I love music of all types: from Moussorgsky to Metallica, Bach to Bee Gees, Disney tunes to the Doors. I learn more and more how musically talented are so many members of the bleeding disorder community. Perhaps music becomes an escape or a way to express deep feelings? Below, Richard Atwood of North Carolina, who does "Richard's Review" in our newsletter PEN, profiles a talented family from West Virginia, from a book he's uncovered.
For 5 generations, the Currence family lived in High Germany on the Randolph-Upshur county line in West Virginia. Jimmie Currence (1932-1992) and Loren Currence (1934-1987) grew up in a six-room house that was over 4 miles from a hard-surfaced road. The nearby one-room school house in High Germany housed 45 students over 8 grades.

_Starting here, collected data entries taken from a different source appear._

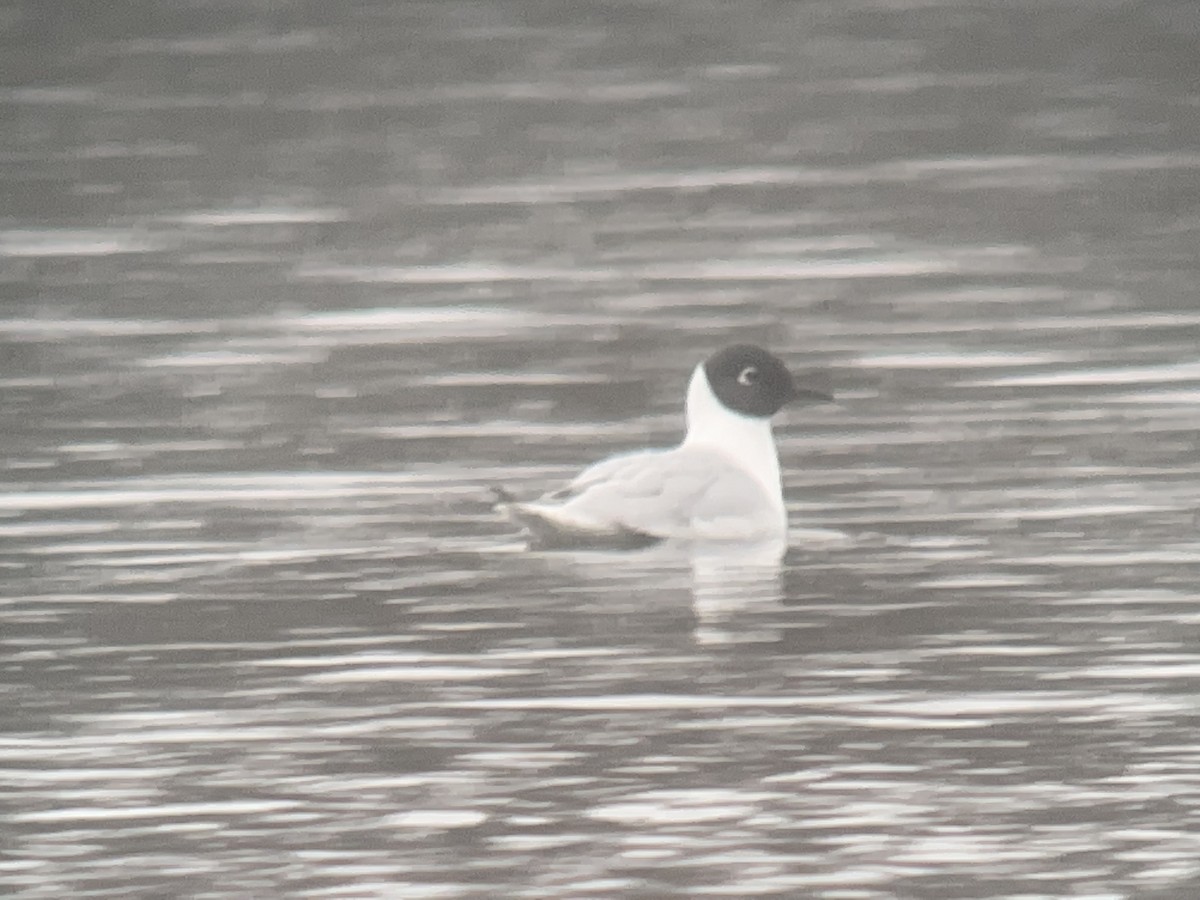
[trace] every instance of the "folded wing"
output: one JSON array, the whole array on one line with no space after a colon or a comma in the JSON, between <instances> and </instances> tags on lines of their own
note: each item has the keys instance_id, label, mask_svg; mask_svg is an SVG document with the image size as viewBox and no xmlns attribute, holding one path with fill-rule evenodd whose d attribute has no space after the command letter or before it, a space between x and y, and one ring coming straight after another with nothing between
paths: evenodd
<instances>
[{"instance_id":1,"label":"folded wing","mask_svg":"<svg viewBox=\"0 0 1200 900\"><path fill-rule=\"evenodd\" d=\"M542 537L555 529L648 541L761 540L785 528L782 511L754 478L703 447L615 456L565 488L511 510Z\"/></svg>"}]
</instances>

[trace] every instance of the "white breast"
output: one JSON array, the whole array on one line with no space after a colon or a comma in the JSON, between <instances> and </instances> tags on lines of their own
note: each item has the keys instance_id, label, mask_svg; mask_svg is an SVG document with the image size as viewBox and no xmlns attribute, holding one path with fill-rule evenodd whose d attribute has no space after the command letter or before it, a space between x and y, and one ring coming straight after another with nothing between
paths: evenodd
<instances>
[{"instance_id":1,"label":"white breast","mask_svg":"<svg viewBox=\"0 0 1200 900\"><path fill-rule=\"evenodd\" d=\"M703 365L696 366L688 383L687 436L683 446L721 453L762 487L786 523L779 453L775 449L771 420L744 416L721 403L709 387Z\"/></svg>"}]
</instances>

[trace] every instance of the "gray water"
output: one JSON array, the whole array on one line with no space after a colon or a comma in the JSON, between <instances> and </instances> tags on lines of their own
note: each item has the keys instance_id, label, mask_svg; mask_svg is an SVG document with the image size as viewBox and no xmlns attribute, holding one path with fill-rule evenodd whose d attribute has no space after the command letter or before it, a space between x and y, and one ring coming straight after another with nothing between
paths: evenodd
<instances>
[{"instance_id":1,"label":"gray water","mask_svg":"<svg viewBox=\"0 0 1200 900\"><path fill-rule=\"evenodd\" d=\"M1187 4L0 7L0 894L1200 895ZM489 508L760 341L784 564Z\"/></svg>"}]
</instances>

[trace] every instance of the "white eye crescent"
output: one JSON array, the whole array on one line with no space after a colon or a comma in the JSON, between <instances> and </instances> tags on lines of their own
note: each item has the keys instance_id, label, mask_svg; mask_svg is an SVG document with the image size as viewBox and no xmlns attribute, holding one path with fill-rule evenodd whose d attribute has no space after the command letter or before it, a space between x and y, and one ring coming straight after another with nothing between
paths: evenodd
<instances>
[{"instance_id":1,"label":"white eye crescent","mask_svg":"<svg viewBox=\"0 0 1200 900\"><path fill-rule=\"evenodd\" d=\"M738 384L744 384L746 387L750 387L752 384L758 384L758 367L746 366L746 368L738 372L737 381Z\"/></svg>"}]
</instances>

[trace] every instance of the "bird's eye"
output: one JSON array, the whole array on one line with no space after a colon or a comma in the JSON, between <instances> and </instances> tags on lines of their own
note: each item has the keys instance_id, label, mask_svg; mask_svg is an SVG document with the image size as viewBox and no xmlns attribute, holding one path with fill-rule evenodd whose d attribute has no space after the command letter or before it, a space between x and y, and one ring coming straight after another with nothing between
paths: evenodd
<instances>
[{"instance_id":1,"label":"bird's eye","mask_svg":"<svg viewBox=\"0 0 1200 900\"><path fill-rule=\"evenodd\" d=\"M737 380L738 384L744 384L746 387L758 384L758 369L755 366L746 366L746 368L738 372Z\"/></svg>"}]
</instances>

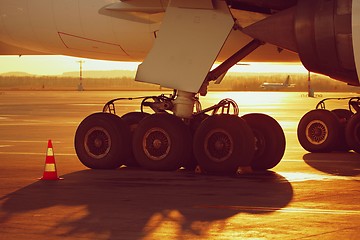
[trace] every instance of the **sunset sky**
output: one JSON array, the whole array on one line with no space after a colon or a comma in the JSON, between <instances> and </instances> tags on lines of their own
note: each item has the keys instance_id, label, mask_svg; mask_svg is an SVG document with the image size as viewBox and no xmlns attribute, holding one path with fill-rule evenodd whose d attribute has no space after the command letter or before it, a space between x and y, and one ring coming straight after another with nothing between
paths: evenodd
<instances>
[{"instance_id":1,"label":"sunset sky","mask_svg":"<svg viewBox=\"0 0 360 240\"><path fill-rule=\"evenodd\" d=\"M83 70L136 70L138 63L113 62L81 59L68 56L0 56L0 74L26 72L37 75L59 75L63 72L79 71L79 61Z\"/></svg>"},{"instance_id":2,"label":"sunset sky","mask_svg":"<svg viewBox=\"0 0 360 240\"><path fill-rule=\"evenodd\" d=\"M26 72L37 75L59 75L63 72L79 71L79 62L85 61L83 70L136 70L139 63L114 62L81 59L68 56L0 56L0 74L7 72ZM235 72L307 72L300 64L249 63L236 65Z\"/></svg>"}]
</instances>

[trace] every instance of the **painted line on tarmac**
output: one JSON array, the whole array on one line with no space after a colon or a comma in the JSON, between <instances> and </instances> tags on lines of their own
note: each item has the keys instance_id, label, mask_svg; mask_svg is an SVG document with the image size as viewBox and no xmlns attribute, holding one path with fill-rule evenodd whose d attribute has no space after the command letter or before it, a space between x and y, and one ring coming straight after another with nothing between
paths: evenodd
<instances>
[{"instance_id":1,"label":"painted line on tarmac","mask_svg":"<svg viewBox=\"0 0 360 240\"><path fill-rule=\"evenodd\" d=\"M19 123L0 123L0 126L77 126L79 122L19 122Z\"/></svg>"},{"instance_id":2,"label":"painted line on tarmac","mask_svg":"<svg viewBox=\"0 0 360 240\"><path fill-rule=\"evenodd\" d=\"M283 213L307 213L307 214L331 214L331 215L359 215L360 210L320 209L320 208L274 208L274 207L251 207L251 206L225 206L225 205L200 205L194 208L230 209L243 212L283 212Z\"/></svg>"},{"instance_id":3,"label":"painted line on tarmac","mask_svg":"<svg viewBox=\"0 0 360 240\"><path fill-rule=\"evenodd\" d=\"M34 153L34 152L0 152L3 155L40 155L44 156L46 153ZM55 153L56 156L76 156L75 153Z\"/></svg>"},{"instance_id":4,"label":"painted line on tarmac","mask_svg":"<svg viewBox=\"0 0 360 240\"><path fill-rule=\"evenodd\" d=\"M0 140L8 143L47 143L47 140ZM52 141L52 143L61 143L61 141Z\"/></svg>"},{"instance_id":5,"label":"painted line on tarmac","mask_svg":"<svg viewBox=\"0 0 360 240\"><path fill-rule=\"evenodd\" d=\"M281 162L305 162L304 160L300 159L300 160L297 160L297 159L284 159L284 160L281 160ZM349 163L349 162L354 162L354 159L349 159L349 160L307 160L306 162L309 162L309 163Z\"/></svg>"},{"instance_id":6,"label":"painted line on tarmac","mask_svg":"<svg viewBox=\"0 0 360 240\"><path fill-rule=\"evenodd\" d=\"M100 104L100 103L70 103L67 105L69 105L69 106L104 106L104 104Z\"/></svg>"}]
</instances>

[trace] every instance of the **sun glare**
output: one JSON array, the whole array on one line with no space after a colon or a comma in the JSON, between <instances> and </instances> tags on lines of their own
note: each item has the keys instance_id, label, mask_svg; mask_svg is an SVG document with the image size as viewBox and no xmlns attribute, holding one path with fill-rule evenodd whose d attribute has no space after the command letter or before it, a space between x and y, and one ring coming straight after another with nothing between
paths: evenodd
<instances>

There was no family history of hemophilia until an older brother died when 2 years old after he bled out from a bumped nose. Jimmie and Loren also had hemophilia but were not diagnosed until their twenties. They had 4 normal brothers and 5 sisters. Jimmie and Loren never even visited a doctor until their teens. They had no ice for treatment and nothing for pain. For treatment, the brothers used high-powered liniments from Blair products for hemorrhages into their joints. Before factor VIII, the brothers received blood transfusions. Loren once received 16 pints of blood in 36 hours for a kidney bleed and Jimmy, as a teenager, was given a pint of blood from his brother-in-law to treat a stomach bleed.
After Doctor Mabel M. Stevenson, a hematologist at Morgantown University Hospital, examined their blood, the brothers received a diagnosis of severe classical hemophilia. The brothers considered themselves to be severe hemophilic "bleeders" with near zero clotting factor levels.
Jimmy Currence explained his bleeding episodes: “We would get all hemorrhaged in the joint. We would be swollen up till we couldn’t do a thing, just couldn’t walk. Even take spells of bleeding internally. Internal bleeding could be either inside you or it would be internally in a joint or under the skin—caused hemorrhaging like that. And then that way it would lay you up.” (p. 198).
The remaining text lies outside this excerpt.